Singing is a workout For all of us, including elderly, disabled or injured people, singing can be an excellent form of exercise. Even if you’re healthy, your lungs will get a workout as you employ proper singing techniques and vocal projections. Other related health benefits of singing include a stronger diaphragm and stimulated overall circulation. Since you pull in a greater amount of oxygen while singing than when doing many other types of exercise, some even believe that singing can increase your aerobic capacity and stamina.
Singing helps with sleep According to a health article in Daily Mail Online, experts believe singing can help strengthen throat and palate muscles, which helps stop snoring and sleep apnea. If you’re familiar with these ailments, you know how difficult it can be to get a good night’s sleep!
We now have strong evidence of the physiological benefits of singing, too
- singing leads to a reduction in cortisol. Music in any form is relaxing. Singing releases stored muscle tension and decreases the levels of a stress hormone called cortisol in your blood stream
- singing can lead to an increase in immunoglobulin A.
- singing leads to activation of a whole network of cytokines, which are also involved in our immune response.
What about the social benefits of singing?
In many ways, singing is a ‘perfect circle’ of social, physical and community benefits.
Singing boosts your confidence Even those who suffer from ‘stage fright’, for example when giving a presentation at work, find performing well and receiving praise from friends and family can be the key to eventually overcoming their fears and boosting their self-confidence. With time, you may even find it easier to present any type of material in front of a group with poise and good presentation skills.

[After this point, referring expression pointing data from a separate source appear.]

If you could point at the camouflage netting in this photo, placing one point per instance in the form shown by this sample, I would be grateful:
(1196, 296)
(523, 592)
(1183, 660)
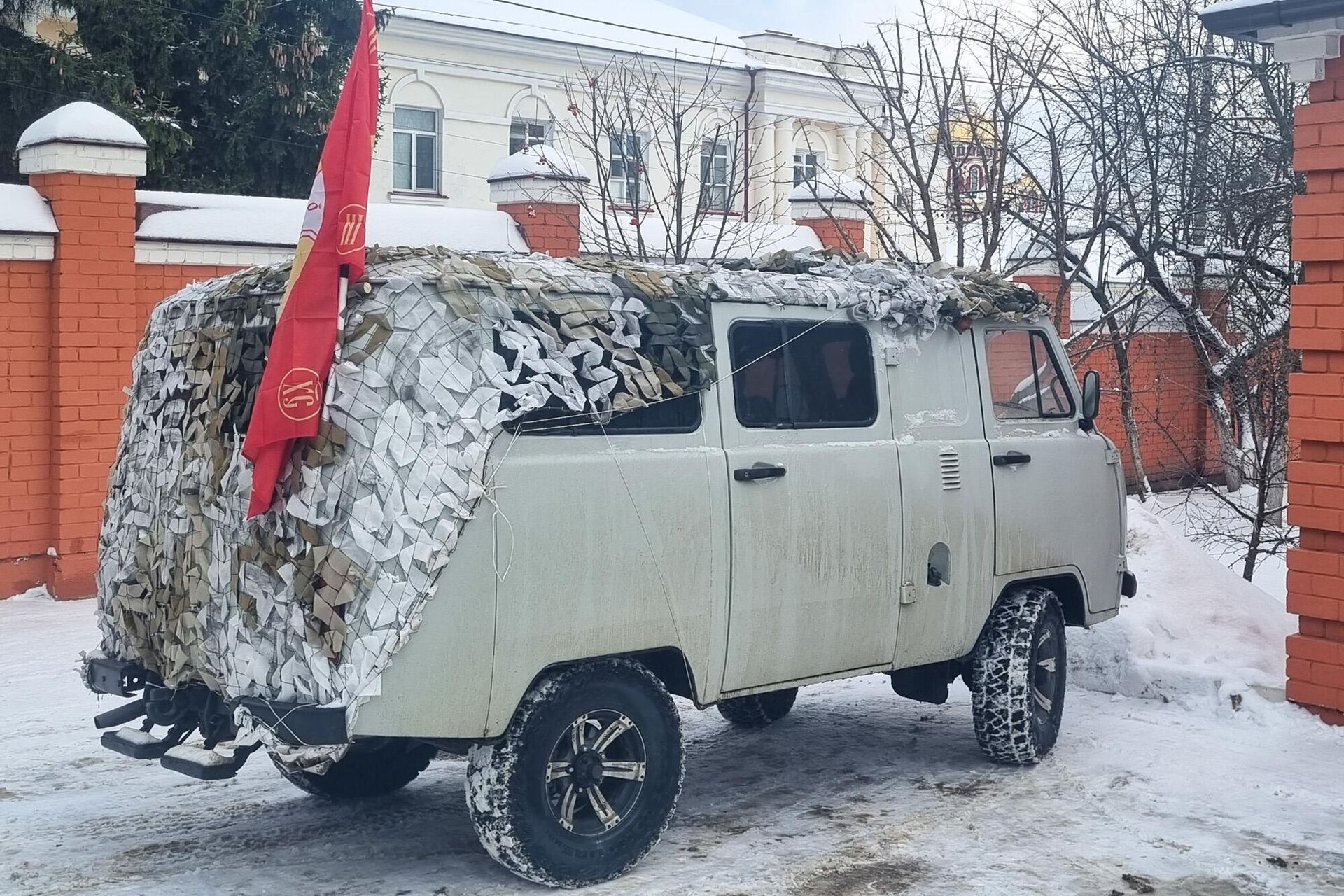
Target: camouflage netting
(441, 349)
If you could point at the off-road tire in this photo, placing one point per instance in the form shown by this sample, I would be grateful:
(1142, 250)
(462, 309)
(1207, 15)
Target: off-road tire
(1026, 630)
(758, 710)
(510, 789)
(365, 771)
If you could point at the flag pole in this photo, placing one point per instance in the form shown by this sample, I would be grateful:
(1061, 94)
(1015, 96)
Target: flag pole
(343, 288)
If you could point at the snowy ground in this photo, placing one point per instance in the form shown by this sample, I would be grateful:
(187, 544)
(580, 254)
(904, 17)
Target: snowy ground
(857, 793)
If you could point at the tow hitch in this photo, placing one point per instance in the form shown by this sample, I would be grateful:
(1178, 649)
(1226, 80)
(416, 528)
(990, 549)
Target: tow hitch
(182, 711)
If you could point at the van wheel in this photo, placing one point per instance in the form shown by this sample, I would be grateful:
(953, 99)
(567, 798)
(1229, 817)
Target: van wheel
(760, 710)
(1018, 678)
(585, 780)
(369, 769)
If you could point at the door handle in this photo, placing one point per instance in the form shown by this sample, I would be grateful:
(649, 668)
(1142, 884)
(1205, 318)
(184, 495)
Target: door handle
(1011, 458)
(760, 472)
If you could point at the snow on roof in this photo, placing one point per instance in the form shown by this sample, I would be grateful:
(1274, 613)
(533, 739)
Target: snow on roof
(698, 38)
(736, 238)
(24, 211)
(81, 122)
(831, 186)
(538, 162)
(260, 220)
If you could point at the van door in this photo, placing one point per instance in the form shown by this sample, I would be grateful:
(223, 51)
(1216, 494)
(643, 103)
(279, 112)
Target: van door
(1057, 492)
(946, 498)
(813, 496)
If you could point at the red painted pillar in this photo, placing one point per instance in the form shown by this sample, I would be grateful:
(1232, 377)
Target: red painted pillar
(543, 192)
(85, 162)
(1316, 406)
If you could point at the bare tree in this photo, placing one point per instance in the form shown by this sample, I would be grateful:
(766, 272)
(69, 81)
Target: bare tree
(671, 156)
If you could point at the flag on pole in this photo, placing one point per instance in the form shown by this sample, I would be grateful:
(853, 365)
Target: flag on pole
(330, 251)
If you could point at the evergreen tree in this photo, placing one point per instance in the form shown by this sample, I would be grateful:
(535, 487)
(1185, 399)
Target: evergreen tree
(233, 96)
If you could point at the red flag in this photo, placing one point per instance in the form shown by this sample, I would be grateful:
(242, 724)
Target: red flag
(289, 402)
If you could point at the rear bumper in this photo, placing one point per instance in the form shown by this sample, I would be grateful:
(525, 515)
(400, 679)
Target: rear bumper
(295, 723)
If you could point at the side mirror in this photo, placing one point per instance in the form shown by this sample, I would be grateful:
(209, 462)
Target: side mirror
(1092, 399)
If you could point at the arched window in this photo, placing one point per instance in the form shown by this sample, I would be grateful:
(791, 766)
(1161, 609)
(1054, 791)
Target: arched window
(530, 125)
(417, 128)
(715, 172)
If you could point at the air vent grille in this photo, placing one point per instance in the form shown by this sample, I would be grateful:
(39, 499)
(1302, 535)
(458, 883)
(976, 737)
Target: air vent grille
(949, 465)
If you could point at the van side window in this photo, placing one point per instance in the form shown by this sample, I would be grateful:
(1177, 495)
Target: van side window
(1025, 378)
(802, 374)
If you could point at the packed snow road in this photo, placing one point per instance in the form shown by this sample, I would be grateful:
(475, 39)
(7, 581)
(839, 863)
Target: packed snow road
(857, 793)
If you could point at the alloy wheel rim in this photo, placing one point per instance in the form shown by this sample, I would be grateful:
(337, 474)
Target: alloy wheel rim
(596, 773)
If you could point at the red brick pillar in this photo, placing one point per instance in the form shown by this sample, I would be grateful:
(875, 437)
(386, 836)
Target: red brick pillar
(543, 192)
(85, 162)
(1316, 406)
(1035, 266)
(836, 210)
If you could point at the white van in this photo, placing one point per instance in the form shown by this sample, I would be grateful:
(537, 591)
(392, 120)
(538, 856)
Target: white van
(834, 505)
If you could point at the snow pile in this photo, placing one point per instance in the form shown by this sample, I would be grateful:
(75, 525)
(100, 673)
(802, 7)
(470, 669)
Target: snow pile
(262, 220)
(24, 211)
(35, 593)
(715, 237)
(81, 122)
(1195, 633)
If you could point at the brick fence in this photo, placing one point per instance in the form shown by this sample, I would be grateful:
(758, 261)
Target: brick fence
(1316, 405)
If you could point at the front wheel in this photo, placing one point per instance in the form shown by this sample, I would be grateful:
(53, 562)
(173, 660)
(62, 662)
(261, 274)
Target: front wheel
(584, 782)
(1018, 678)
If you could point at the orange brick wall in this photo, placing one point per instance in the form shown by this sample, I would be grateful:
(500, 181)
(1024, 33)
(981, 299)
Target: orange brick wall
(549, 227)
(1316, 406)
(24, 425)
(834, 232)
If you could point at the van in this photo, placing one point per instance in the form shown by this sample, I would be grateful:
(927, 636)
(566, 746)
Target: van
(832, 482)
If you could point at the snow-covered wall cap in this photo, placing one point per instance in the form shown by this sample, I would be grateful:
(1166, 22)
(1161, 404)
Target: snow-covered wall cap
(83, 122)
(24, 211)
(831, 187)
(546, 163)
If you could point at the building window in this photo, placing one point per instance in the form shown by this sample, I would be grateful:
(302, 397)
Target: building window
(626, 171)
(806, 166)
(527, 132)
(414, 149)
(715, 174)
(974, 181)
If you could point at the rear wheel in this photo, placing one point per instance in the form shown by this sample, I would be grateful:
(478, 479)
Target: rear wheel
(369, 769)
(1018, 678)
(760, 710)
(585, 780)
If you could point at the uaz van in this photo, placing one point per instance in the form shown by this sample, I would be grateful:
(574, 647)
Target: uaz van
(830, 482)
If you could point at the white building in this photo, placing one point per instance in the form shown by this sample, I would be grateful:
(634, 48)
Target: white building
(470, 81)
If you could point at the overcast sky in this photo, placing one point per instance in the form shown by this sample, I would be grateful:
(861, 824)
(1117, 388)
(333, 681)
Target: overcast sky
(824, 20)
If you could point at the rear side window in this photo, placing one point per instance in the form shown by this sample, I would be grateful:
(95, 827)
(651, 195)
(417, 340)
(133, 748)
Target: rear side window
(680, 414)
(803, 375)
(1026, 381)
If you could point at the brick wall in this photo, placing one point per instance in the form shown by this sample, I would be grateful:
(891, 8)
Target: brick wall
(547, 227)
(1316, 405)
(24, 424)
(844, 234)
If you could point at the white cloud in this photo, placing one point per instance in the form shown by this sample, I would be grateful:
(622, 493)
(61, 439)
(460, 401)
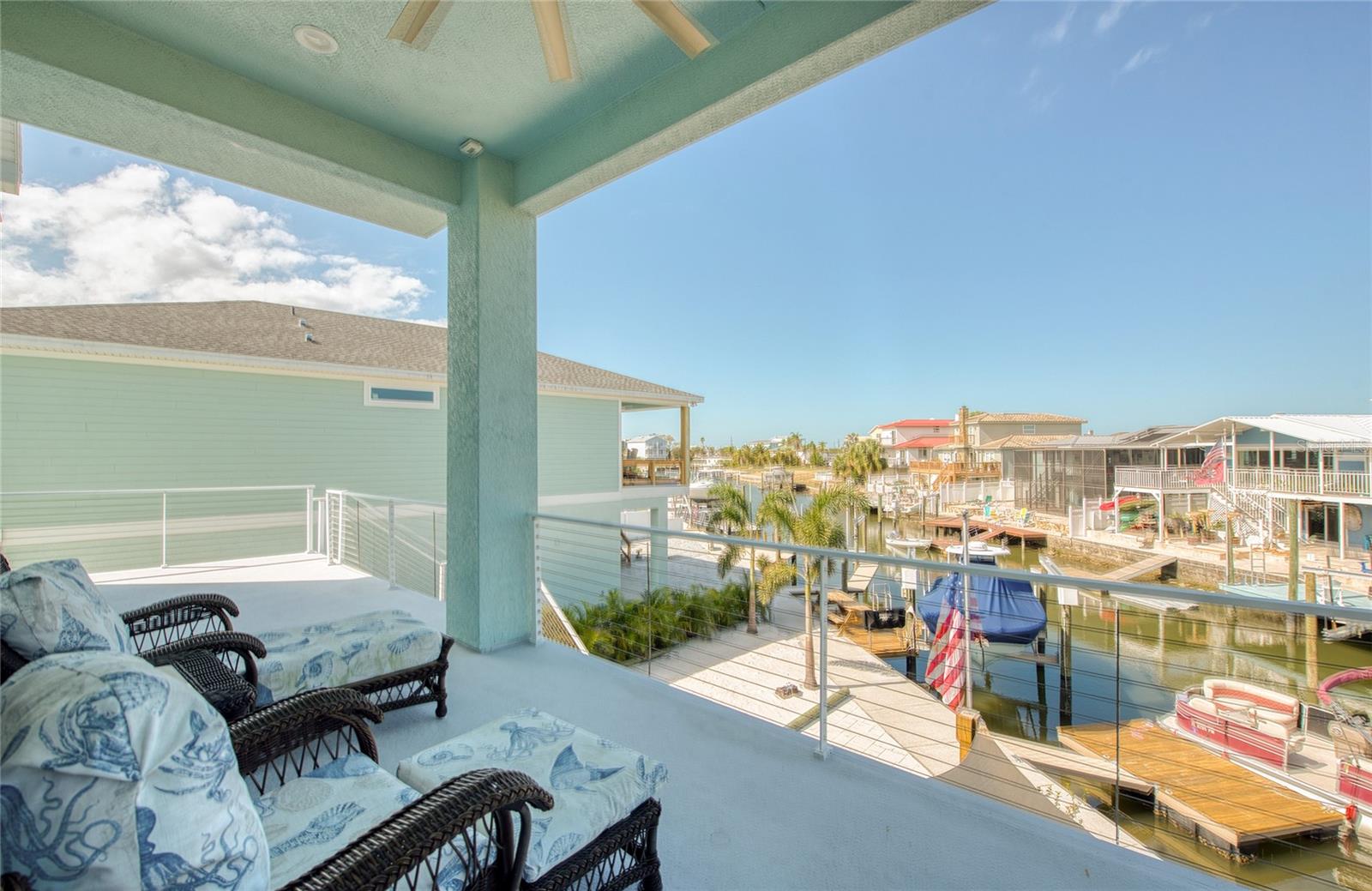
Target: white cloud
(135, 233)
(1198, 24)
(1039, 95)
(1110, 17)
(1058, 31)
(1143, 58)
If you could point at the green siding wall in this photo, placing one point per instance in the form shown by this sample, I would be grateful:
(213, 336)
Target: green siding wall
(91, 424)
(578, 445)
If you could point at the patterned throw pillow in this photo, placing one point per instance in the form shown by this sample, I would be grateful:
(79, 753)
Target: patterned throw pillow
(55, 607)
(117, 774)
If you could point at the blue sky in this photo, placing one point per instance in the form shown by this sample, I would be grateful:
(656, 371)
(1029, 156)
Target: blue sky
(1135, 213)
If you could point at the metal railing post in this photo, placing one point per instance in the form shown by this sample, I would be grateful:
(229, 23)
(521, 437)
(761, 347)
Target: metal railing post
(539, 589)
(164, 527)
(648, 589)
(823, 660)
(390, 541)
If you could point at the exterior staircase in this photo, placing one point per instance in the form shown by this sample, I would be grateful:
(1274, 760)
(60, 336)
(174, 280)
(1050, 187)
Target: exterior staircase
(1250, 512)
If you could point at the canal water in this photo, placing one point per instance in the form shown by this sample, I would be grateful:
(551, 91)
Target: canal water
(1149, 658)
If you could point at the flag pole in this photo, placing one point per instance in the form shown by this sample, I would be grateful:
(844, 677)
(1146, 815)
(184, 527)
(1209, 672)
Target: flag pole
(966, 617)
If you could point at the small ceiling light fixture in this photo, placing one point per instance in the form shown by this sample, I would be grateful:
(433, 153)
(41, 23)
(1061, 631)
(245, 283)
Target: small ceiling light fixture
(316, 40)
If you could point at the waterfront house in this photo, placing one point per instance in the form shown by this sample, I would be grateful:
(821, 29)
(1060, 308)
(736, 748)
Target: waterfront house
(649, 447)
(1051, 474)
(1316, 466)
(468, 135)
(250, 394)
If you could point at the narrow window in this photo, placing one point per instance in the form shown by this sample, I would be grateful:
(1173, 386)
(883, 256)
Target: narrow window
(400, 397)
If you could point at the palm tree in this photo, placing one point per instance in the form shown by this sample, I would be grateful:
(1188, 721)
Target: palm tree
(734, 516)
(859, 459)
(816, 526)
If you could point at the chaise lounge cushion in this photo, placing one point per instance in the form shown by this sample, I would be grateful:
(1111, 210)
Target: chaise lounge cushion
(596, 781)
(342, 653)
(310, 818)
(55, 607)
(114, 769)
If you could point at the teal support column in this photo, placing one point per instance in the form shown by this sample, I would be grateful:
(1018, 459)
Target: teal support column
(658, 553)
(491, 411)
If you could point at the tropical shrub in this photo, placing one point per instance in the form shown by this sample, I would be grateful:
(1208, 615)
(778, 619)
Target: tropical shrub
(630, 630)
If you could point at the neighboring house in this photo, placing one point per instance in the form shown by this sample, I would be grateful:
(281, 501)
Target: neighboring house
(1317, 464)
(978, 438)
(912, 440)
(651, 447)
(244, 393)
(1053, 474)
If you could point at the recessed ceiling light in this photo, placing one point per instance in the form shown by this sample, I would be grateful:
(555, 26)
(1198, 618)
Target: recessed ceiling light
(316, 40)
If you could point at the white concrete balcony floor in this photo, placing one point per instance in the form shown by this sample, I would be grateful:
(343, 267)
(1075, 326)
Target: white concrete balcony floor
(748, 804)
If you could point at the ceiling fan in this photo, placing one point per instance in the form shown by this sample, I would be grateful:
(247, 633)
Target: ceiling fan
(420, 20)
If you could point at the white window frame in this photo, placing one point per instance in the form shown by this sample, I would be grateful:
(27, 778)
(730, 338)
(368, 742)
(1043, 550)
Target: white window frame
(390, 385)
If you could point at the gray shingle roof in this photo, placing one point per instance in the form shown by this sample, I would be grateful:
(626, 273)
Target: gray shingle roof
(272, 331)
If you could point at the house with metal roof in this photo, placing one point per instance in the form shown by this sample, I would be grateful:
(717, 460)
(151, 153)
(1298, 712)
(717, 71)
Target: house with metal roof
(1314, 470)
(251, 394)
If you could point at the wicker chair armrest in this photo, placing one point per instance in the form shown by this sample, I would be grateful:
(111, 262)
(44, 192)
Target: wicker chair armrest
(464, 811)
(299, 726)
(169, 619)
(221, 644)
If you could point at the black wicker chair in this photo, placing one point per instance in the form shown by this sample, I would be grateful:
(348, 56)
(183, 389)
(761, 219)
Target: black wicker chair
(470, 818)
(165, 629)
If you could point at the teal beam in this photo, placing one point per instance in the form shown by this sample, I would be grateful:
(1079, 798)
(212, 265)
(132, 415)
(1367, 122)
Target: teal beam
(77, 75)
(491, 411)
(786, 50)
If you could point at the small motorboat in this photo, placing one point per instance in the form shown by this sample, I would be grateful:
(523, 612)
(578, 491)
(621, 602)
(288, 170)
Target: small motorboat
(895, 539)
(978, 550)
(1242, 719)
(1351, 736)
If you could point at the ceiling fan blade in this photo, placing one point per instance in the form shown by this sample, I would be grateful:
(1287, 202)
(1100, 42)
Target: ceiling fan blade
(418, 22)
(677, 24)
(552, 34)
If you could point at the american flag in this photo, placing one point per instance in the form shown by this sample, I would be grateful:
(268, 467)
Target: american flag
(1212, 468)
(947, 655)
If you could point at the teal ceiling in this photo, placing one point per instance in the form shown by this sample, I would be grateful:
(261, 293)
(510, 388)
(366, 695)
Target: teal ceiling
(482, 75)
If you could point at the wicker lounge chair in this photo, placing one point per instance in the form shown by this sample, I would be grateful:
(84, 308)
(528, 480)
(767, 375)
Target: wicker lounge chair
(166, 632)
(312, 809)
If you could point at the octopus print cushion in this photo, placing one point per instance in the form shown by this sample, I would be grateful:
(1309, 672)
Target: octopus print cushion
(55, 607)
(594, 781)
(117, 774)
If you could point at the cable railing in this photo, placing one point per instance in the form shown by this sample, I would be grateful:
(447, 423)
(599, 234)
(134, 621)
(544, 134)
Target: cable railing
(117, 529)
(400, 539)
(1204, 726)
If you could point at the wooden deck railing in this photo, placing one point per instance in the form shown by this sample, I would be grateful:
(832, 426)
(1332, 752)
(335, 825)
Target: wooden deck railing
(1158, 479)
(1305, 482)
(653, 473)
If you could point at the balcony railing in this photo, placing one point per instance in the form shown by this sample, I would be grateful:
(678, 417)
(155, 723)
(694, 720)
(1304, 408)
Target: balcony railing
(1158, 479)
(1301, 482)
(652, 471)
(1095, 699)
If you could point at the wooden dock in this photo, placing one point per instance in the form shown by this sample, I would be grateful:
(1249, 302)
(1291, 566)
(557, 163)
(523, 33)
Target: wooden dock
(1147, 566)
(1200, 791)
(981, 529)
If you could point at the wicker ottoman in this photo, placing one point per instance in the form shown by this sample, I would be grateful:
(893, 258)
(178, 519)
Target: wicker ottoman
(390, 657)
(601, 834)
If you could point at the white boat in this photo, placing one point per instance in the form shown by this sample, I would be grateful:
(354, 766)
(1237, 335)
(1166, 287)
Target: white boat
(978, 550)
(895, 539)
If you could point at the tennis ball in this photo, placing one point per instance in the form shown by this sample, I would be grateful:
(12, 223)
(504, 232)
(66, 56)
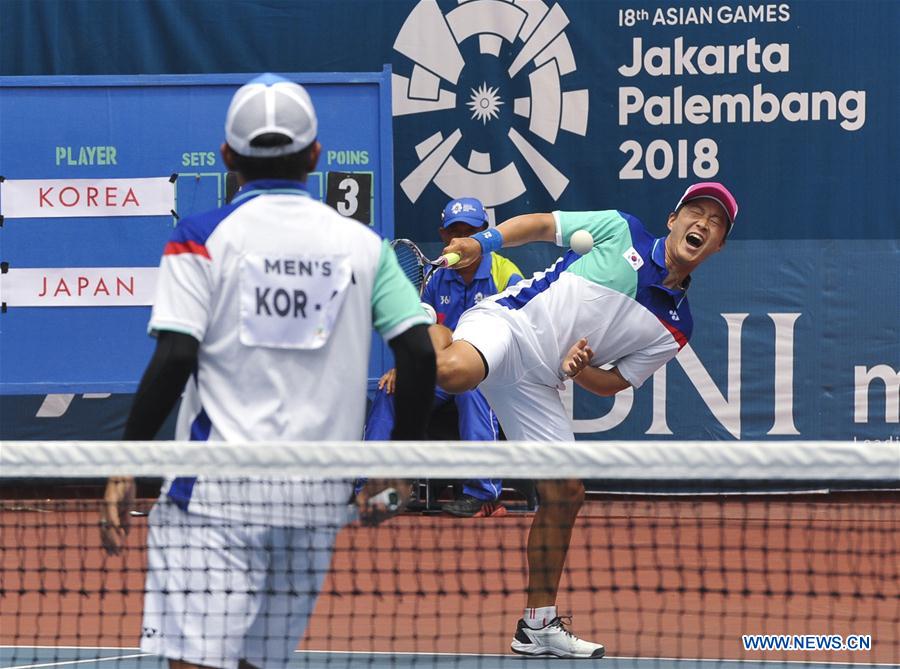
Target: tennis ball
(581, 242)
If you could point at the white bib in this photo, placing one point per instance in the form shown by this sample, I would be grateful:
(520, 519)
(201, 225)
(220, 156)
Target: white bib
(291, 302)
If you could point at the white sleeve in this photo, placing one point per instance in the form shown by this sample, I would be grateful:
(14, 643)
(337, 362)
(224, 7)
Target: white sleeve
(637, 367)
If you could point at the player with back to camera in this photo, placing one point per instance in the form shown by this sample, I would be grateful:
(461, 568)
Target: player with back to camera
(623, 303)
(234, 566)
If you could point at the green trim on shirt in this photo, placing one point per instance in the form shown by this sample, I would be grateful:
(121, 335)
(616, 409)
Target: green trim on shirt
(606, 264)
(394, 299)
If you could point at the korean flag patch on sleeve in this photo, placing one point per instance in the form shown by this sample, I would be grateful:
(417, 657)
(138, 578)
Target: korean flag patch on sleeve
(634, 258)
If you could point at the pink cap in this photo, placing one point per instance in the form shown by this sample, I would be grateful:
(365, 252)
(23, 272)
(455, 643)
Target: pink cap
(714, 191)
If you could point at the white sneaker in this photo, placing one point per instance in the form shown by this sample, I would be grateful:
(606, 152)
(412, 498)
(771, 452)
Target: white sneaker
(554, 640)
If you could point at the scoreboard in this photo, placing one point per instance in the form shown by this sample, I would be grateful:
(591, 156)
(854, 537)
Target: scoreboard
(94, 174)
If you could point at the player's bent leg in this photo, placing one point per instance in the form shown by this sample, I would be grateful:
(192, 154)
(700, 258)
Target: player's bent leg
(548, 543)
(549, 537)
(460, 367)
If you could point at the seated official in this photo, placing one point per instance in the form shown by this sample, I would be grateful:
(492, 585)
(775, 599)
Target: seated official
(450, 292)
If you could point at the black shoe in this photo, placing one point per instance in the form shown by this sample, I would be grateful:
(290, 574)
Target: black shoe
(464, 506)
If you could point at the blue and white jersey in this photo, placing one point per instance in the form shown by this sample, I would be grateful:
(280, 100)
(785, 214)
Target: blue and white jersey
(282, 293)
(613, 295)
(451, 296)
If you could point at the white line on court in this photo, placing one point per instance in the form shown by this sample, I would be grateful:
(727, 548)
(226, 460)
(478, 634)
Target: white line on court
(63, 663)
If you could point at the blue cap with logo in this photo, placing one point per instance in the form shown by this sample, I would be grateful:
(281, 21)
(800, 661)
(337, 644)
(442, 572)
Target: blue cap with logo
(466, 210)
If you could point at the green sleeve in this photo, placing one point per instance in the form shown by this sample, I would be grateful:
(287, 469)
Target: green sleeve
(503, 269)
(395, 302)
(603, 225)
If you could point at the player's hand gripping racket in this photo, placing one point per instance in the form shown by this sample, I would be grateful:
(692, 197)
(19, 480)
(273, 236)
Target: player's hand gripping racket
(416, 265)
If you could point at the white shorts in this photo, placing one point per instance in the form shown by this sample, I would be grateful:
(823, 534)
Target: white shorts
(220, 592)
(521, 389)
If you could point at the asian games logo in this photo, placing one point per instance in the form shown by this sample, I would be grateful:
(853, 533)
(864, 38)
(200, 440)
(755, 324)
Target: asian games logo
(513, 66)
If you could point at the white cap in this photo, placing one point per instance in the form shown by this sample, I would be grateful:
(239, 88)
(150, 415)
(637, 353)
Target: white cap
(270, 105)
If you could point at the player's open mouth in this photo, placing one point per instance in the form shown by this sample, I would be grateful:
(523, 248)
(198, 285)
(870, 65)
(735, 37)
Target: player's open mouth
(694, 239)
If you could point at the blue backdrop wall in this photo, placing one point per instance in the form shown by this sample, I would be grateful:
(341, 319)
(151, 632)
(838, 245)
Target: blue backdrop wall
(583, 104)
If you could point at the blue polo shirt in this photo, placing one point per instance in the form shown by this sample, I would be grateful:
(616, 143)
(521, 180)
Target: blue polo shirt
(450, 296)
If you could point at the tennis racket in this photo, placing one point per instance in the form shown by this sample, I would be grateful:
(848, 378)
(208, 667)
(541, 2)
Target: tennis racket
(416, 265)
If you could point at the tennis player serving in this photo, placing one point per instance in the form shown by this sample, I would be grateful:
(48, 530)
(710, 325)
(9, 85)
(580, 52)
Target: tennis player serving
(624, 302)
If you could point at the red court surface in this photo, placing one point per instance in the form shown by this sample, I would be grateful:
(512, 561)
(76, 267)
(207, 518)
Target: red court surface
(670, 577)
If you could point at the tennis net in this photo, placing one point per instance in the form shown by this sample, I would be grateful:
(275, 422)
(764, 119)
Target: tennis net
(757, 552)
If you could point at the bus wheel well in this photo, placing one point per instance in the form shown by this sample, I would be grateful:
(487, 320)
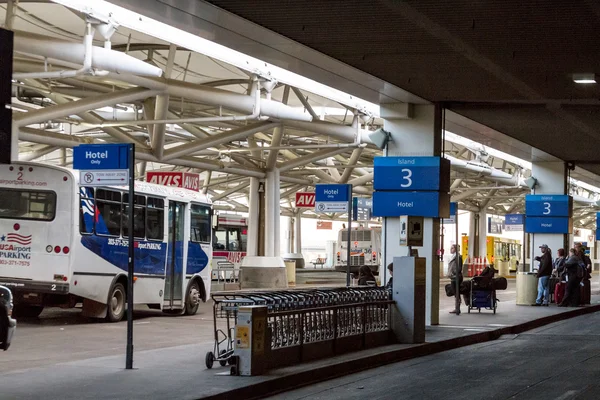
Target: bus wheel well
(122, 279)
(200, 282)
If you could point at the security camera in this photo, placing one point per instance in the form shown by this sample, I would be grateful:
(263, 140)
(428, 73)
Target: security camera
(380, 138)
(531, 182)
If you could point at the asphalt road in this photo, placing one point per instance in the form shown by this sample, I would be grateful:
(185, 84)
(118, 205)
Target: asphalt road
(60, 335)
(560, 361)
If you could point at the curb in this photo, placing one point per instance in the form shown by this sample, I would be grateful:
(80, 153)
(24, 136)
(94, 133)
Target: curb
(332, 371)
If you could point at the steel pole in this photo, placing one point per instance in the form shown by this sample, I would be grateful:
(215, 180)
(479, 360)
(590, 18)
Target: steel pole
(349, 234)
(130, 266)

Singing increases your ability to appreciate other singers and musicians Sometimes, you don’t realize how difficult something is until you try it yourself. As you grow from an amateur to an intermediate student and beyond, you’ll be looking to the masters for inspiration. You might even find a new style of music to appreciate that you wouldn’t normally listen to!
In the last decade there has been a massive growth in research over the benefits of group musical activity. We got in touch with one of these researchers, a Dr Jacques Launey of Brunel University
“While singers have known for a long time that singing is a great activity, scientists are catching up, and working out what causes such positive effects.”
In addition to these psychological and physiological effects, evidence suggests that singing is an especially good social bonding activity, and music could even have evolved specifically to help humans create communities.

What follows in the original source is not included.